Fly Away

This article is from the archive of The New York Sun before the launch of its new website in 2022. The Sun has neither altered nor updated such articles but will seek to correct any errors, mis-categorizations or other problems introduced during transfer.

The New York Sun

With Congress back in Washington and the summer travel season in full throttle, lawmakers will have two opportunities to do something for the flying and taxpaying public. A conference committee is hashing out the details of a pension reform bill that will have a significant impact on the viability of America’s ailing legacy carriers. Meantime, the Senate might consider a provision already passed by the House to block the Department of Transportation from proceeding with its attempt to ease restrictions on foreign ownership of United States airlines. The two, we submit, are related, but Congress is in danger of erring on each.

The pension bill is of particular interest to airlines because at the moment they’re caught in the pension vise that has trapped other old-economy titans like automakers and the steel industry. Years spent appeasing powerful unions with generous pension promises are catching up with the airlines now that a proliferation of low-cost carriers are giving the legacy carriers more competition than ever before while fuel prices hover at unusually high levels. Legacy carriers have been declaring bankruptcy left and right. United and US Airways have shed all their pension plans and Delta has ditched its pilots’ plan, while Northwest tries to save its pensions and Delta contemplates the fate of its other employees.

Congress enters because when airlines, or other companies, shed those plans, taxpayers end up on the hook via the Pension Benefit Guaranty Corporation. On the current pension-reform bill, lawmakers appear to be making some progress on forcing companies with defined-benefit plans fully fund their liabilities. Sticking points remain in the negotiations, however, and one of the biggest is airlines. Senators want to give airlines an extra 20 years to bring their plans up to snuff, while the House has taken a less forgiving stance, passing a bill that would allow only seven years. Some airlines say that in exchange for the extra time they’ll freeze their current defined-benefit plans and move to more stable defined-contribution plans. Perhaps. Then again, airline labor negotiations are fickle and, although there’s no reason to doubt the airlines’ sincerity today, there’s no telling what their unions could goad them into promising tomorrow.

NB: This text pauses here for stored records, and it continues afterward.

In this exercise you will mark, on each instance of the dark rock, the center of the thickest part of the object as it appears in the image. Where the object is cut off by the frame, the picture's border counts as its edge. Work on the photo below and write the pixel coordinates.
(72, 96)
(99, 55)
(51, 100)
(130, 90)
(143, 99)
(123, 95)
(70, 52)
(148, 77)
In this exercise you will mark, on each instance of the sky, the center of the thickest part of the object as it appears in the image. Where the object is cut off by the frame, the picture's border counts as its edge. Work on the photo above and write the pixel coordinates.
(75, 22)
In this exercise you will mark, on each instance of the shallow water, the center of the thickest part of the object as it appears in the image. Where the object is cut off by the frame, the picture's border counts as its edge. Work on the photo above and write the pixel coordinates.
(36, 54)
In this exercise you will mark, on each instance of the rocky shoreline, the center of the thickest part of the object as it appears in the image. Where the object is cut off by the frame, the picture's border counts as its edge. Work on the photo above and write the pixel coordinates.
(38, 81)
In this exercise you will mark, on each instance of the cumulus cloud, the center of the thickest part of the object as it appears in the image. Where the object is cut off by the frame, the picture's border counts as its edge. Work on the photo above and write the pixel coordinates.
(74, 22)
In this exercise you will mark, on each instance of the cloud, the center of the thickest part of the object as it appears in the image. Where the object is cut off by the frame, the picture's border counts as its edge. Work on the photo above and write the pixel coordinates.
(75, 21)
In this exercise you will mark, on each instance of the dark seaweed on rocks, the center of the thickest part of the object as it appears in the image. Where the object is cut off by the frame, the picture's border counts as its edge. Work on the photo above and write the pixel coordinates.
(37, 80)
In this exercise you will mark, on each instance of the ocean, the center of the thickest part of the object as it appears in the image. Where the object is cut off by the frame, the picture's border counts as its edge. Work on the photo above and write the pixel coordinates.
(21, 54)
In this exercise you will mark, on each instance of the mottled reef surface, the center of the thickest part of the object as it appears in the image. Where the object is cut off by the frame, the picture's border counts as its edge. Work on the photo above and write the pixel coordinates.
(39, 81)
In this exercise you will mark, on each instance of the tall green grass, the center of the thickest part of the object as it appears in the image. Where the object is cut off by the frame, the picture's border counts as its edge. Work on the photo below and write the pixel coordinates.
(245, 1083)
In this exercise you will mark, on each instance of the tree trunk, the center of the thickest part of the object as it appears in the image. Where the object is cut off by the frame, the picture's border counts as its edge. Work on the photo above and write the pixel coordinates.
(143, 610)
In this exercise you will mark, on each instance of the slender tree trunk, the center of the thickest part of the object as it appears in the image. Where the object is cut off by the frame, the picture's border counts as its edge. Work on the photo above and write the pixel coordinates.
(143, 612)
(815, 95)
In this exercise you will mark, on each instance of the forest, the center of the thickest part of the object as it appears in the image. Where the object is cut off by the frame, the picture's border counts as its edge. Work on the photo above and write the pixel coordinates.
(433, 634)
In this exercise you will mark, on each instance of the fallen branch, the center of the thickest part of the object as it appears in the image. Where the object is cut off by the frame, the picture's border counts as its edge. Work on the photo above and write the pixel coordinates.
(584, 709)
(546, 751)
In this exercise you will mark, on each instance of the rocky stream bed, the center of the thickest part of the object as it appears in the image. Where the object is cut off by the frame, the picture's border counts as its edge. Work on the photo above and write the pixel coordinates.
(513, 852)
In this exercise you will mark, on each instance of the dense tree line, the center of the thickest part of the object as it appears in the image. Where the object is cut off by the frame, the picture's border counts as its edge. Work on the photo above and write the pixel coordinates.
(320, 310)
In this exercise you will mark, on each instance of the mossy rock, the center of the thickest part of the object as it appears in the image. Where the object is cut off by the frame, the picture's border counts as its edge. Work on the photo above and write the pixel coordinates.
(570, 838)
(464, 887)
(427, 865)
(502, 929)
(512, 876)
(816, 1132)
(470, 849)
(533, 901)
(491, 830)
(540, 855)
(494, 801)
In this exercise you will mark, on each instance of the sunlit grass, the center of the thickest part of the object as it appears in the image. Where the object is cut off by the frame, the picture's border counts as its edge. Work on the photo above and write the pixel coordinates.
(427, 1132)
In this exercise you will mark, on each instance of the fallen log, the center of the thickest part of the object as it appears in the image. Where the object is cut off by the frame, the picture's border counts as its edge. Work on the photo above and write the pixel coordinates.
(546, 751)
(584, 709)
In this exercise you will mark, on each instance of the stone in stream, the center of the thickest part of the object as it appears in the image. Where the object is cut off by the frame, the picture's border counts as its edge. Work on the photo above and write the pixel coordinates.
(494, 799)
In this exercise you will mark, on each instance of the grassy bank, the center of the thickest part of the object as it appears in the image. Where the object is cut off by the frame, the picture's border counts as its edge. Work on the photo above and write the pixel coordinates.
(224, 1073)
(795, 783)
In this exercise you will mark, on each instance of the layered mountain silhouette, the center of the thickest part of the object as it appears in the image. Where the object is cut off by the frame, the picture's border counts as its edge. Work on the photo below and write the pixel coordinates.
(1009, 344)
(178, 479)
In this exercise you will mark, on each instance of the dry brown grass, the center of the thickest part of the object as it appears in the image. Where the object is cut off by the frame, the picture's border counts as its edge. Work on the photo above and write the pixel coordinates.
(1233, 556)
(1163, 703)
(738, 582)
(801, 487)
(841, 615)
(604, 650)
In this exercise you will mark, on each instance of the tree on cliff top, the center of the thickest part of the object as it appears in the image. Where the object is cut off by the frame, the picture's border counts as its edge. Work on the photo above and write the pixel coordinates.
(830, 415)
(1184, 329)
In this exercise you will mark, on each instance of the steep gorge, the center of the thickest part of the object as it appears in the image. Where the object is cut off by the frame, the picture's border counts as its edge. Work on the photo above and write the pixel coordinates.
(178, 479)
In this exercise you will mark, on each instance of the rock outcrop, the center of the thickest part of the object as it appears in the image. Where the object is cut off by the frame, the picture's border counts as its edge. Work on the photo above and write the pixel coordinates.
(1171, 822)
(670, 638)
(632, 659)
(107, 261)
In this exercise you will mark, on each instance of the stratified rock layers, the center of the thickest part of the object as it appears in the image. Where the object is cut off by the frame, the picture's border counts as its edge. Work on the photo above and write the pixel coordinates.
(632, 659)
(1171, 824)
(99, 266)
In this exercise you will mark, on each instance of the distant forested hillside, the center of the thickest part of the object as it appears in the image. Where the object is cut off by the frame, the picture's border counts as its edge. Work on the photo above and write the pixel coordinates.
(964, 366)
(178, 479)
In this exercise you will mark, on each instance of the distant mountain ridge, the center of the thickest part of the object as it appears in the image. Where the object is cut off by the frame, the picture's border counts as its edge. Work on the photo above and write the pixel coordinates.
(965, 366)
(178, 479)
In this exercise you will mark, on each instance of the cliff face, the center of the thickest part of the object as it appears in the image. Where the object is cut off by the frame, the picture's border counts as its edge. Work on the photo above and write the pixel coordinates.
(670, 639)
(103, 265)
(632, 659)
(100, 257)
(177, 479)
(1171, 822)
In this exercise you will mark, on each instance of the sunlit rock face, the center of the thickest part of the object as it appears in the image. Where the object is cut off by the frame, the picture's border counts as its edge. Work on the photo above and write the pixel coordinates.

One easy glimmer of hope for taxpayers would be the Bush administration’s efforts to ease the 60-year-old restrictions on foreign ownership of airlines. The Department of Transportation has been weighing a proposal that would make it easier for American carriers to tap into foreign capital from cash-flush overseas airlines. Currently, Americans must own 75% of the voting stock and occupy a majority of the board seats as well as the top management slots, thus exercising “actual control” over the airline. The rule was intended to keep a national security resource — the commercial air fleet — in American hands, but lately it’s nothing but a block on much-needed foreign investment.

While keeping the basics of the rule intact, the administration proposes merely redefining “actual control” to allow foreigners to exercise greater control over an American carrier’s marketing, route structure, and fleet composition. American citizens would still be responsible for safety and security, as well as any contracts with the Pentagon. The hope is that even this minimal loosening might encourage foreign investors. It has met stiff resistance from interests, like organized labor, which fear any new management. This is why the House voted to force the department to hold off for at least a year on any changes. Senators now have to decide whether to follow the House’s lead.

So while senators are busy pushing for a pension reform bill that risks leaving taxpayers on the hook one day for huge under-funded airline pension plans, members of the House have opted to support a proposal that would make it harder for those airlines to seek capital from the global private market as an alternative to the American taxpayer. Some American carriers are trying to use the current restrictions on foreign control to block the creation of new low-cost carriers, particularly an American franchise of the British Virgin brand. As a result, Americans are losing out not once, not twice, but three times.